Fig.8 - Humana Weekly Price TrendSource: Bloomberg

Trend Momentum

Following on from the establishment of a 52-week high on the week ending 13th September 2013, the share price continued to move higher. However, up to as recently as the week ending 28th February of this year, the rising share price coincided with declining momentum. This divergence was a potential red flag that a correction could ensue. In recent weeks, though, momentum has picked up once more and the immediate risk of a correction has seemingly subsided.

Fig.9 - Humana Weekly Price Momentum using MACD (12,26)Source: Bloomberg

Trend Condition

The key levels to look out for on the RSI chart are 70 and above, which equates to an overbought condition. Meanwhile, a reading of 30 or below reflects an oversold condition. The RSI on the weekly chart for Humana is 73.4, suggesting the stock is overbought.

Fig.10 - Humana Weekly Price Condition using RSI (14)Source: Bloomberg

Looking at the three factors (direction, momentum, condition) on the weekly chart, the signs are on balance still favorable. There is a strong uptrend in place and it is backed by a revival in momentum. While it is true the stock is overbought, stocks can stay in such a condition for a prolonged period of time, provided momentum can be maintained.

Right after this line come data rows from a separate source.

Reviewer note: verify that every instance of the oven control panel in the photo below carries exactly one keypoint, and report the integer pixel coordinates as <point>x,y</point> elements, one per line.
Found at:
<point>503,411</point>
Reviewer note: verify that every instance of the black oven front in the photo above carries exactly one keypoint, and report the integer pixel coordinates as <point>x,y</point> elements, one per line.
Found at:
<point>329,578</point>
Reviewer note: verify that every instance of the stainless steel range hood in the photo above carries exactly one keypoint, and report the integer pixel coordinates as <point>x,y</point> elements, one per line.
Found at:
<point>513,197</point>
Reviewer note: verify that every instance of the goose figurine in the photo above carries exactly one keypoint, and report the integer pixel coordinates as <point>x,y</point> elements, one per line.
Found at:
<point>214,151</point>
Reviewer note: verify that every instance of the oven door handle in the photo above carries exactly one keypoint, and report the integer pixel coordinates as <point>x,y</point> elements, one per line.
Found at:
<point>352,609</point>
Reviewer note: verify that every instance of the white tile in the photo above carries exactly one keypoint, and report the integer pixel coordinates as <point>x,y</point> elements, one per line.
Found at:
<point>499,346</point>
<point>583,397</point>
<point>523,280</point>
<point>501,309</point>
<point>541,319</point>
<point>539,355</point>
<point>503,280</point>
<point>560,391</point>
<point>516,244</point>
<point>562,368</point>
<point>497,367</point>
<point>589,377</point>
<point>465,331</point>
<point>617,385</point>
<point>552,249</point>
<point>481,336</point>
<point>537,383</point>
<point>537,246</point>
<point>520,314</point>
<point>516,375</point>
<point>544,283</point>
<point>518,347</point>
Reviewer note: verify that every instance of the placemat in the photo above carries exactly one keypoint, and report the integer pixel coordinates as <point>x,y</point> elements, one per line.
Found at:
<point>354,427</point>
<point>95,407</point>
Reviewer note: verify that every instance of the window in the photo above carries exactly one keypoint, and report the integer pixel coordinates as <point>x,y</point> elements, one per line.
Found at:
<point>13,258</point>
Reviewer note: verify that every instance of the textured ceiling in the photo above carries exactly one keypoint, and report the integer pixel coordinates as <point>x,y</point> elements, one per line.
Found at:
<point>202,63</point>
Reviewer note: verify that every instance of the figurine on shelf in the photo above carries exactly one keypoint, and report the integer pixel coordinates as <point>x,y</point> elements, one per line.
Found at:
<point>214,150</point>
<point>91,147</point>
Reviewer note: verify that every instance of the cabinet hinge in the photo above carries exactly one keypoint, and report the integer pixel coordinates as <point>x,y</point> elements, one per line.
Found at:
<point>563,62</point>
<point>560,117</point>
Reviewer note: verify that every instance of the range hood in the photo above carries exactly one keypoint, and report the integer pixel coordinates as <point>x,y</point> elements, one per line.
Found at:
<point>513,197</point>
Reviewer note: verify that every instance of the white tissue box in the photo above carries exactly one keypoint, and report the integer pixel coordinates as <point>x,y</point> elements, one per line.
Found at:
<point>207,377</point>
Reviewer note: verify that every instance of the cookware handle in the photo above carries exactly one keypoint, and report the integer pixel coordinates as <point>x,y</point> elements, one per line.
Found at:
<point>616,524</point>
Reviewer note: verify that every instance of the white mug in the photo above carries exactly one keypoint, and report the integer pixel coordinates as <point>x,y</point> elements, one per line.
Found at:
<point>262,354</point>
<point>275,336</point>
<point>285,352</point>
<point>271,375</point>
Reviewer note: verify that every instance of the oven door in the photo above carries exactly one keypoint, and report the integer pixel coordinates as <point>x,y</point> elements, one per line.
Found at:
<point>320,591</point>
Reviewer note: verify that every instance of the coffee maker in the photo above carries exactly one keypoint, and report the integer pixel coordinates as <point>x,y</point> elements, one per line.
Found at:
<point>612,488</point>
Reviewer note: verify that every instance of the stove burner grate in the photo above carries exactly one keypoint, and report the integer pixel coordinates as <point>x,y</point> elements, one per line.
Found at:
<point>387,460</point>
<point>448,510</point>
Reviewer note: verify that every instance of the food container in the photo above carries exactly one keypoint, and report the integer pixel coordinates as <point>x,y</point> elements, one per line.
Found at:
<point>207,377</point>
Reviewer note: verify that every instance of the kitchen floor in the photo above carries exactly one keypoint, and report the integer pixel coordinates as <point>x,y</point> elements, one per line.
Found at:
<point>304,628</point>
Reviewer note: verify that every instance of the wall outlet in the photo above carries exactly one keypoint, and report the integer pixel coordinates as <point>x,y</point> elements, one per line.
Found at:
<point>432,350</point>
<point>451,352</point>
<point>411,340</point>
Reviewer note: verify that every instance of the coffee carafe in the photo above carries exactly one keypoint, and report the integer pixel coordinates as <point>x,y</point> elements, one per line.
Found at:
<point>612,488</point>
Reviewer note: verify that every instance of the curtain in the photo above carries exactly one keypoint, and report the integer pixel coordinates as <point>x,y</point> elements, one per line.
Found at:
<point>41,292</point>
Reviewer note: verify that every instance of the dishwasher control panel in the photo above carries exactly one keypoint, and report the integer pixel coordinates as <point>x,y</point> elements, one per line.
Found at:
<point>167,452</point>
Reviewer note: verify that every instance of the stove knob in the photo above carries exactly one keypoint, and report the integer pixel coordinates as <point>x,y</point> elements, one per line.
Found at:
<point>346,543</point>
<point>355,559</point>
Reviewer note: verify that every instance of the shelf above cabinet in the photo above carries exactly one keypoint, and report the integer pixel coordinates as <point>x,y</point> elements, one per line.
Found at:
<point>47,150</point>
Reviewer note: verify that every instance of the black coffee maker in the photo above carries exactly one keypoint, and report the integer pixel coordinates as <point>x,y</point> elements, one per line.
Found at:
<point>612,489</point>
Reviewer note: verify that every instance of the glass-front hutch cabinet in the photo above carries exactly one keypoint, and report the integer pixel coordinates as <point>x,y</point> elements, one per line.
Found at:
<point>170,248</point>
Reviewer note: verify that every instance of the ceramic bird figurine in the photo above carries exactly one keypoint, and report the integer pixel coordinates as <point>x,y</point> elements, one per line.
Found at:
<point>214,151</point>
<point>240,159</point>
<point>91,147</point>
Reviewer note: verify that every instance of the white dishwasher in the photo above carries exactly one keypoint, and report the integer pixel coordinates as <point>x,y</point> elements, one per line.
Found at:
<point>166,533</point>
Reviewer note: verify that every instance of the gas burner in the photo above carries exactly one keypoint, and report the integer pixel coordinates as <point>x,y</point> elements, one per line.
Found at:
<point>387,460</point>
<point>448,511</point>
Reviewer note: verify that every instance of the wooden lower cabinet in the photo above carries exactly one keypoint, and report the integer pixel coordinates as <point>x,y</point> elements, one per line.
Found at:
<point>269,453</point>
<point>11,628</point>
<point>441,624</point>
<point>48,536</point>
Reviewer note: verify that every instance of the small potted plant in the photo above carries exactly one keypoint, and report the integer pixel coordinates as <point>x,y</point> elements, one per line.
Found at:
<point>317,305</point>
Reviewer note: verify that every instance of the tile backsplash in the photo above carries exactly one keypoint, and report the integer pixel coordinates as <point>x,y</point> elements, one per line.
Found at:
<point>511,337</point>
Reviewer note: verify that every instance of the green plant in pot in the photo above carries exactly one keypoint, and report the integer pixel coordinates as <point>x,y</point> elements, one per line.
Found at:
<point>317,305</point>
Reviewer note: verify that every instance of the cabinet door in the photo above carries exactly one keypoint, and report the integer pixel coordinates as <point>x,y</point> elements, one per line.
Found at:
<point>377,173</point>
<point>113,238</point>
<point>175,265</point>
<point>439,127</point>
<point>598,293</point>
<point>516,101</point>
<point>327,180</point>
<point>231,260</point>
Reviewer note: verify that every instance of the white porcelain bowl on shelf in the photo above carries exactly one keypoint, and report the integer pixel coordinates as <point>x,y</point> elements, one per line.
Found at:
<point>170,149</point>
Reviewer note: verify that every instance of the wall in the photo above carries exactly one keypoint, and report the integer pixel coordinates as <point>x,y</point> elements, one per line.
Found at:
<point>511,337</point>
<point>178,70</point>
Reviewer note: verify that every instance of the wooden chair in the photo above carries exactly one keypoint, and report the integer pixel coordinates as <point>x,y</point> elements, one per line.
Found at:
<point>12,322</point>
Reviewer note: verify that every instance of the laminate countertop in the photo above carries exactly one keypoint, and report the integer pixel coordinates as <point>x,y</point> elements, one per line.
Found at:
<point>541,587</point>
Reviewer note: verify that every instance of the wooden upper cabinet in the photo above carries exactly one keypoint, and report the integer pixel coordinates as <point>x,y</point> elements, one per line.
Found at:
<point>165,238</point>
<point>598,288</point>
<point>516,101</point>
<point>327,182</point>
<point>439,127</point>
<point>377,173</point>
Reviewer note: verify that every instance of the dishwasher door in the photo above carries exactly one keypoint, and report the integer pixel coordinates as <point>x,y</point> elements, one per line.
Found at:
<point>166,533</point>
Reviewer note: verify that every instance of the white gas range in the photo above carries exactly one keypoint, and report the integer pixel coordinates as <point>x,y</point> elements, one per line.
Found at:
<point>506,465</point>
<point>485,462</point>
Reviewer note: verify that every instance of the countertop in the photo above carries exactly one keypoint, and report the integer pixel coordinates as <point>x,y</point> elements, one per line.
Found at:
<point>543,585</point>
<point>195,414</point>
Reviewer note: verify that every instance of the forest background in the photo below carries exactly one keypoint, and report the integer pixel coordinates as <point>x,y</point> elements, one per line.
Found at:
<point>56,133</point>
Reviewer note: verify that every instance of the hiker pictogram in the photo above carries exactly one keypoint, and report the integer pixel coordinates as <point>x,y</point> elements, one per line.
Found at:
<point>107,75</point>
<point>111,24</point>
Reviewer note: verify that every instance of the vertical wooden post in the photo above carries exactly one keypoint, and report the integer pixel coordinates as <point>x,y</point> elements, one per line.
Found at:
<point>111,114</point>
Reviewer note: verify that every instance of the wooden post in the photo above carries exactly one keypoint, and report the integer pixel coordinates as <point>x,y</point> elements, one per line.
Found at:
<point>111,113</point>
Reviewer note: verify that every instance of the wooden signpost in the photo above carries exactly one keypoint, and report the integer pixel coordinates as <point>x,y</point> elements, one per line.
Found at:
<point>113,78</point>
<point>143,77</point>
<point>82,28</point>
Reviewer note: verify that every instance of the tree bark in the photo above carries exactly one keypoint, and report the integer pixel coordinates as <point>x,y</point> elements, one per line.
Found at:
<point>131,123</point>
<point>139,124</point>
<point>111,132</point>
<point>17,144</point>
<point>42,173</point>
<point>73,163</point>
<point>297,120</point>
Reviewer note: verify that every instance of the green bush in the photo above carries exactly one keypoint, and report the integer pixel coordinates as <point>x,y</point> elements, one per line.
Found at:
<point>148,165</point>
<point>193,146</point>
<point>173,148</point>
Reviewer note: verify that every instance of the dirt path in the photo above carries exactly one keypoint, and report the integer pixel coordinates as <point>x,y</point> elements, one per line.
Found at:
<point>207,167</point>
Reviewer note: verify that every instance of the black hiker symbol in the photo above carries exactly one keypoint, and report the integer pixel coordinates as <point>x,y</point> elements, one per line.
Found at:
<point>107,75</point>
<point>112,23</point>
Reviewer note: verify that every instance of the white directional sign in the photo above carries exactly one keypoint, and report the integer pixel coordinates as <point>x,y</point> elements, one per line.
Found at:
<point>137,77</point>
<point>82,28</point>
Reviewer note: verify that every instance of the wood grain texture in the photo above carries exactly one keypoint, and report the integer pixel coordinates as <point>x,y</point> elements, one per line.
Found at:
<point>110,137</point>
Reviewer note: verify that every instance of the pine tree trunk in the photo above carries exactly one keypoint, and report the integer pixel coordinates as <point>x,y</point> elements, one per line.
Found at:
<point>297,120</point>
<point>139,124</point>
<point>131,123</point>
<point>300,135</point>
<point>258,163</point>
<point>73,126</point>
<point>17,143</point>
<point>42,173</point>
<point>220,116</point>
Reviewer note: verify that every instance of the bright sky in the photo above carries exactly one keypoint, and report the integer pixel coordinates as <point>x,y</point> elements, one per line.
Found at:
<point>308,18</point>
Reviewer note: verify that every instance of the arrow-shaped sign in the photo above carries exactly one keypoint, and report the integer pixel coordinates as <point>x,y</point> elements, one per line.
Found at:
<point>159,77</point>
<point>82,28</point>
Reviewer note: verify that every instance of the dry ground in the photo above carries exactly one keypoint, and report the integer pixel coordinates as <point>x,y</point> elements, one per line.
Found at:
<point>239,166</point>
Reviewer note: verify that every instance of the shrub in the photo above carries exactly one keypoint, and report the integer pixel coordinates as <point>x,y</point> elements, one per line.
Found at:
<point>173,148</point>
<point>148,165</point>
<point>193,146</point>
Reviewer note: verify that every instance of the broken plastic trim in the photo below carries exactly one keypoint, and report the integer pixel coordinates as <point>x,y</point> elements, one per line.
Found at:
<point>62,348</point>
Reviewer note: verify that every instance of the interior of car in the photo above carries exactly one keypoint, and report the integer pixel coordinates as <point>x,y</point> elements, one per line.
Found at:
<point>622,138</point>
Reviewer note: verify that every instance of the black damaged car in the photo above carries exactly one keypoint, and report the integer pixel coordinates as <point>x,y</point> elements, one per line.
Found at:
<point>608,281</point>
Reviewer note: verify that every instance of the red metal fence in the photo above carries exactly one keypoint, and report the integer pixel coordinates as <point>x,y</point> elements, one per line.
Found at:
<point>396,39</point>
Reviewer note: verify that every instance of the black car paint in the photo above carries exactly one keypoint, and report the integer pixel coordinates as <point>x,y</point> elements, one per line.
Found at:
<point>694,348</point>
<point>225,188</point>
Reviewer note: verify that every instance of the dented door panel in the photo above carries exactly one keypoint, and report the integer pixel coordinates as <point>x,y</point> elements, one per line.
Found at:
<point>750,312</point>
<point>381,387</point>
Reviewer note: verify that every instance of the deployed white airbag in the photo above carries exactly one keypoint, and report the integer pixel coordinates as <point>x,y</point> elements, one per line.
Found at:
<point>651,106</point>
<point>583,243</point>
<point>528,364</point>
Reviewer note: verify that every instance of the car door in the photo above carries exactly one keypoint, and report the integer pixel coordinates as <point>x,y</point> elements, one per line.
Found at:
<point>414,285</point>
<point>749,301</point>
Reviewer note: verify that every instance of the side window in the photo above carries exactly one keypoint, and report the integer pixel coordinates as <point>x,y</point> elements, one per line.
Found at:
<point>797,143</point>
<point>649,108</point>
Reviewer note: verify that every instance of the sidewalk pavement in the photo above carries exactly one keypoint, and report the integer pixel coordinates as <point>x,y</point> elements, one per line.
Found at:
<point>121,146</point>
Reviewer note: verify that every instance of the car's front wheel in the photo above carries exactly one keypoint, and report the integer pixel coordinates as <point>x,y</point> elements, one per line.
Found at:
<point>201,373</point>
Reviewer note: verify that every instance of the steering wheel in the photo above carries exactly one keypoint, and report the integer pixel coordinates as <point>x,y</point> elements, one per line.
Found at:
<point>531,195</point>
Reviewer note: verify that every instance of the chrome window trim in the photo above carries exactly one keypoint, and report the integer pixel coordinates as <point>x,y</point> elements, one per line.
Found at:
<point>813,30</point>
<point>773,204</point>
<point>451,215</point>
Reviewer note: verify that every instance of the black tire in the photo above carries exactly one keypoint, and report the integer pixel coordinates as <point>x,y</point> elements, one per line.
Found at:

Therefore, until such time as momentum on the daily and weekly charts begins to peak once more, I don't envisage any immediate correction.


Despite the obvious uncertainties and challenges facing companies operating in the managed healthcare space, Humana appeals due to its attractive valuations. Profit margins might be a worry but I believe current forecasts reflect this and as such, am hopeful that margins can surprise to the upside. Therefore, the company ticks the first of two boxes for me: Value.

Needless to say, margins might not recover and the share price could turn down once more. However, for now, this trend is up and it is backed by momentum. I am somewhat concerned that the share price is overvalued. I expect at some point this year we will see a correction to the magnitude of 10-20% but I don't think this is imminent. Therefore, the company ticks the second of my two boxes; that of the Trend.

Overall, Humana qualifies as value in trends stock and my recommendation is to be long the stock at the current price. However, I would also recommend a stop loss in place around $93 as this marks an important area of trend support.

Disclosure: I am/we are long HUM.

I wrote this article myself, and it expresses my own opinions. I am not receiving compensation for it (other than from Seeking Alpha). I have no business relationship with any company whose stock is mentioned in this article.